A judgment of the Gauteng high court on August 20 seems to have slipped by unnoticed, though it could have important implications for SA’s land reform programme. In the matter between Freedom From Interest and the agriculture, land reform & rural development minister and SA president, judge Selby Baqwa ordered as follows:
- The minister was directed to take all the steps necessary to submit the Preservation and Development of Agricultural Land Bill (PDAL) of 2018 to cabinet on or before February 28 2021 for its consideration and approval.
- The first respondent was directed to take all the necessary steps to submit the bill to parliament by no later than the last date of the second term of parliament in 2021 (that is, September 30 2021) for its consideration and enactment.
- In the event the bill is not passed into law by parliament, the minister is to set out the date that will be assigned by the president to bring the Subdivision of Agricultural Land Act Repeal Act 64 of 1998 into force, and to do so within 60 days from the date on which parliament fails to pass the bill.
This case emerged from the 22-year delay in the promulgation of the Subdivision of Agricultural Land Act Repeal Act (Act 64 of 1998). The act was passed by parliament in 1998 to repeal the Subdivision of Agricultural Land Act (Act 70 of 1970), which had as its purpose controlling the subdivision and use of agricultural land. This latter aspect is important as it in effect protects high-potential agricultural land from being rezoned for urban use, given that people tend to live in fertile areas in direct competition with agriculture for scarce high-potential land. The SA president never signed the repeal act into law, and as things stand now the legislation prohibits the subdivision of agricultural land without the approval of the relevant minister.
The purpose of the PDAL bill of 2016 was to deal with the constitutional dilemma caused by the state failing to enact the repeal act of 1998, but at the same time to ensure the continuation of the prohibition of subdivision of agricultural land. In the lead-up to this high court case, the department of rural development & land reform removed the restrictions on the subdivision of agricultural land from the PDAL bill and provided a new draft as part of the court papers.
We have for many years argued that Act 70 of 1970 is an impediment to the process of rapid land reform as the process of subdivision is cumbersome, bureaucratic and expensive, even if the minister agrees that all applications for subdivision for the purposes of land reform will be granted. It will thus always delay the implementation of private transactions where existing landowners want to sell off parcels of land to aspirant farmers, especially those with limited capital who can only afford a smaller farm.
Without these restrictions on subdivision, there could be many opportunities for commercial farming operators to contribute to or donate land for the land reform programme. One can, for example, subdivide land and allocate viable portions of land to workers (for farming or housing), tenants and potential beneficiaries. Again, ease of subdivision is key, and efficient and quick registration of new owners should be possible. At the same time, subdivision could have facilitated the establishment of joint ventures with privately identified beneficiaries. These joint ventures could access subsidised capital, water rights and market contracts. At the same time, agribusiness could provide well-integrated support services for these new entrants.
Getting rid of the restrictions on subdivision, but finding a sensible mechanism to protect high-potential agricultural land, could facilitate access to land for many disenfranchised and disempowered communities in SA. Land redistribution would be exponentially advanced should the government facilitate subdivision rather than act as a barrier in cases where a portion of a property is to be subdivided and transferred to a land reform beneficiary of the owner’s choice.

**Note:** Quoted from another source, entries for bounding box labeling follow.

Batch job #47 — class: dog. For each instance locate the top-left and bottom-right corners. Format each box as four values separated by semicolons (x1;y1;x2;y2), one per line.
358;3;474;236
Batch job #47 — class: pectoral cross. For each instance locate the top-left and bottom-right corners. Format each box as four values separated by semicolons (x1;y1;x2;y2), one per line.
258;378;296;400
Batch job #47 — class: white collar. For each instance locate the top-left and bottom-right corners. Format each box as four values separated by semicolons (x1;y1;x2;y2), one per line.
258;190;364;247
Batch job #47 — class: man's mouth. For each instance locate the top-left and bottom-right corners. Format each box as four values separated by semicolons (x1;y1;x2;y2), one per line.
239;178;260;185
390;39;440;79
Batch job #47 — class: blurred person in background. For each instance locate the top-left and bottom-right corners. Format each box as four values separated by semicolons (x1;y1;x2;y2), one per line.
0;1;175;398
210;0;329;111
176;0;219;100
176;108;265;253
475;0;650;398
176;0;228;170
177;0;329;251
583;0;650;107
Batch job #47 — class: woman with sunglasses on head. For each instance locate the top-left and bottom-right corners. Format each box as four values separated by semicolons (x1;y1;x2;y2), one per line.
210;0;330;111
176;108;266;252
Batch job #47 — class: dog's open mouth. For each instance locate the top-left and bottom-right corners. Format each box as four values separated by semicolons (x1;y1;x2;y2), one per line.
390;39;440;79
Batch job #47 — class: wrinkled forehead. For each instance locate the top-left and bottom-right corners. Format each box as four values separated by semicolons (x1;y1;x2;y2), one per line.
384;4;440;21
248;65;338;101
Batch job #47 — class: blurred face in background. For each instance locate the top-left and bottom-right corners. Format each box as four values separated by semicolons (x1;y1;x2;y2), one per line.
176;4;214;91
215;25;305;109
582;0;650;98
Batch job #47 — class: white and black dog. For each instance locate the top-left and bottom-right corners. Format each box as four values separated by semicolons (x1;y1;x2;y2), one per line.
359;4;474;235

In agriculture, land ownership is necessary because only the owners of land will invest in maintaining the long-term ability of land to produce farm products sustainably, and because land is the perfect collateral for borrowing if you want to expand your business. Both of these views have solid support in the literature. However, when access to land is so expensive that only those who can afford it are able to buy land, land reform in favour of the majority is not possible and inequality ensues.

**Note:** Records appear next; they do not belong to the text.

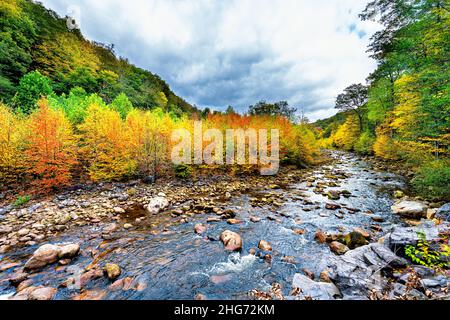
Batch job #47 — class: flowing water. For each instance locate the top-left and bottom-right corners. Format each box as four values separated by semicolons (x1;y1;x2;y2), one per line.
0;153;404;300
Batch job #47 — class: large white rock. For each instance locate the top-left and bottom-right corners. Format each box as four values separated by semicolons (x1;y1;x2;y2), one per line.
220;230;242;251
292;273;341;300
391;201;427;219
146;197;169;214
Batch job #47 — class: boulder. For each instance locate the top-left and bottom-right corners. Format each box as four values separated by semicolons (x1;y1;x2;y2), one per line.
327;190;341;200
220;230;242;251
435;203;450;222
194;223;206;234
104;263;122;280
258;240;272;251
58;243;80;259
28;287;57;300
146;196;169;214
394;190;405;199
292;273;341;300
25;244;60;270
325;203;341;210
385;221;449;252
344;231;367;249
330;241;350;255
391;201;427;219
314;230;327;243
328;243;408;297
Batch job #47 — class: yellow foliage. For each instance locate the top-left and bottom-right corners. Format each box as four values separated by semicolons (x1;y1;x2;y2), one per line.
373;134;399;160
126;109;174;176
332;116;360;150
389;75;421;136
79;104;136;181
0;104;28;182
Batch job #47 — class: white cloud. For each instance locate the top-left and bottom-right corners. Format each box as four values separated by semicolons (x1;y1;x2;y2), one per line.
43;0;379;119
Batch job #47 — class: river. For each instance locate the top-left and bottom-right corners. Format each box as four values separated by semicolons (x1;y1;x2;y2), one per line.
0;152;405;300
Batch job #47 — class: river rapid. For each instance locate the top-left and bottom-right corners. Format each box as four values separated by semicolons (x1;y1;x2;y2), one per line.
0;152;414;300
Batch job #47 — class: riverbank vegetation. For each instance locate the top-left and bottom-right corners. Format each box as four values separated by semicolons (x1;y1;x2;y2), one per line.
0;0;318;193
317;0;450;200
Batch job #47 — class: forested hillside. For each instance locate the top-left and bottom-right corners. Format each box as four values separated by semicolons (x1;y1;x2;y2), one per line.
0;0;197;114
316;0;450;198
0;0;318;194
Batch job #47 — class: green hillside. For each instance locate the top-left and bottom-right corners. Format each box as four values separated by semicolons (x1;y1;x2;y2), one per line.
0;0;198;114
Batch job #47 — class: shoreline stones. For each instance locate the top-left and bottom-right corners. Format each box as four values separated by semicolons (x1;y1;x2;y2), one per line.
391;200;428;220
194;223;207;234
145;194;169;214
258;240;272;251
24;244;80;270
330;241;350;255
220;230;242;251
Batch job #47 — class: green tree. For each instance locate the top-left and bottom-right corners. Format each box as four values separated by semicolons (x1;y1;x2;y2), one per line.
13;71;53;114
336;84;367;133
111;93;133;120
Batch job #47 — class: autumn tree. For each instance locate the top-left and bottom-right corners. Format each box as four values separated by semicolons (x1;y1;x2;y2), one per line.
249;100;297;120
126;109;174;180
78;103;136;181
27;99;77;191
0;104;28;183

Often, the cost of acquiring land is taken as the value of the land only, but the act of buying land can be very expensive: in cash in terms of the cost of surveying, conveying and registering land, and in time when these processes are inefficient and take too long. As a result, scrapping the subdivision act on its own is a necessary action, but it is not sufficient. The other costs must also be taken into account, and measures introduced to address them. This could include instruments that range from using government surveyors and conveyancers to grants to beneficiaries, tax relief for farmers who want to sell-donate land for land reform, or some combination of these.
• Johann Kirsten and Nick Vink are professors in agricultural economics at Stellenbosch University.